Depuis quelques temps, la revalorisation de la recherche en France est à l'honneur dans les médias et sur la scène politique. Pour diverses raisons (Sauvons la Recherche, certains classements vexants et la cérémonie annuelle des Nobels), le pays a pris conscience que sa recherche avait perdu de sa superbe depuis 150 ans, et qu'une nation riche qui regarde vers l'avenir ne peut s'en contenter. On peut résumer schématiquement toutes les solutions proposées pour améliorer le niveau de la recherche:
1) lui donner les moyens (matériels) de ses ambitions,
2) y attirer de bons éléments, ou du moins ne pas les décourager,
3) changer ses structures.
Si ce n'est déjà fait, je vous conseille de vous familiariser avec la carrière d'un jeune chercheur, par exemple au moyen des deux billets écrits pour l'occasion.
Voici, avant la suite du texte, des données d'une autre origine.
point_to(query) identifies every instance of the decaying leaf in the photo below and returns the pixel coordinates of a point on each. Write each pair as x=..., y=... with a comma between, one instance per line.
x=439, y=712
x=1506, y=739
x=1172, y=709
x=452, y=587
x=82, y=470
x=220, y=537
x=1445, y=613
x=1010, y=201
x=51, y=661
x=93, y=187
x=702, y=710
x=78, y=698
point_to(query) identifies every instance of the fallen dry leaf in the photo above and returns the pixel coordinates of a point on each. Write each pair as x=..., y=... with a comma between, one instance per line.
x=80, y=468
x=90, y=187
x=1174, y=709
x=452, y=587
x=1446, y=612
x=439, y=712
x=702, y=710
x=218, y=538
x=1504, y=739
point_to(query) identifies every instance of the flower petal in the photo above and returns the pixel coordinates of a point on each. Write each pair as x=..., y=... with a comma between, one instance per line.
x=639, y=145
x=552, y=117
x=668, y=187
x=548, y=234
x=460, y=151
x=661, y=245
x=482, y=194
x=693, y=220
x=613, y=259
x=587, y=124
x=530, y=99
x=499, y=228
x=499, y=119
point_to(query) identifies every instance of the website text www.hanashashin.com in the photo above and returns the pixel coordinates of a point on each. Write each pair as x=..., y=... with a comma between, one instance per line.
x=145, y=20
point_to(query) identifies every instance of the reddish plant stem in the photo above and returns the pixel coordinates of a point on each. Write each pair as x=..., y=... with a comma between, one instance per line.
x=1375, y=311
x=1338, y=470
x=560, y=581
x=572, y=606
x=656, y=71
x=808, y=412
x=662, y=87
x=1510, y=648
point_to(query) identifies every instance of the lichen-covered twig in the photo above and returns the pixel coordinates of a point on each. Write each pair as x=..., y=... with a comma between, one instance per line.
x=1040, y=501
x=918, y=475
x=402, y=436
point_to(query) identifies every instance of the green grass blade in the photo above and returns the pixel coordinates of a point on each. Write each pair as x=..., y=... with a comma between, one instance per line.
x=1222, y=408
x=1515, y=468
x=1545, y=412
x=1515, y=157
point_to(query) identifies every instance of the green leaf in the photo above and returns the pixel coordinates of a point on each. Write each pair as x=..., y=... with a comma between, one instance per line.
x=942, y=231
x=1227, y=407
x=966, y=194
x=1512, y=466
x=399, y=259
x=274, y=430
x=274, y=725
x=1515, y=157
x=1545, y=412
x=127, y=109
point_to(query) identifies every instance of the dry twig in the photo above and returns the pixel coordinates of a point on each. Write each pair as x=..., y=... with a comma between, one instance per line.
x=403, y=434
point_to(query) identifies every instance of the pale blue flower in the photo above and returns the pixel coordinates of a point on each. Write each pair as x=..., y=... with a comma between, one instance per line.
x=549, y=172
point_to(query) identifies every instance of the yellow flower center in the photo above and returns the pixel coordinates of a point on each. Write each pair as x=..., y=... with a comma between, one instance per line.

Le billet d'aujourd'hui traite essentiellement du point 2), et commence avec cet article publié dans un grand quotidien français, information relayée par Tom Roud dans ce billet. En substance, l'allocation de recherche qui constitue le salaire des étudiants en thèse va être revalorisée de 8% à partir d'octobre 2007 (l'information sur le site du ministère de l'Enseignement Supérieur et de la Recherche). Ainsi, un thésard moniteur percevra désormais un salaire brut de 1985 euros (soit environ 1530 euros nets*), 335 pour sa charge d'enseignement et 1650 pour son allocation de recherche. L'objectif de 1,5 fois le SMIC (1920 euros) pour les doctorants est atteint, seulement pour les moniteurs, un niveau oublié depuis 1976. L'écart persiste entre la rémunération d'un thésard et d'un ingénieur (à niveau d'étude égal donc), mais devient un peu moins flagrant. La précédente revalorisation, de 8% elle aussi, avait eu lieu en janvier 2006. Encore un peu et les chercheurs voteront à droite...
Les thésards sont donc mieux rémunérés. Mais après leur thèse, quelle est leur espérance de salaire? Peut-on comparer une allocation de recherche au salaire d'un post-doc ou d'un jeune titulaire?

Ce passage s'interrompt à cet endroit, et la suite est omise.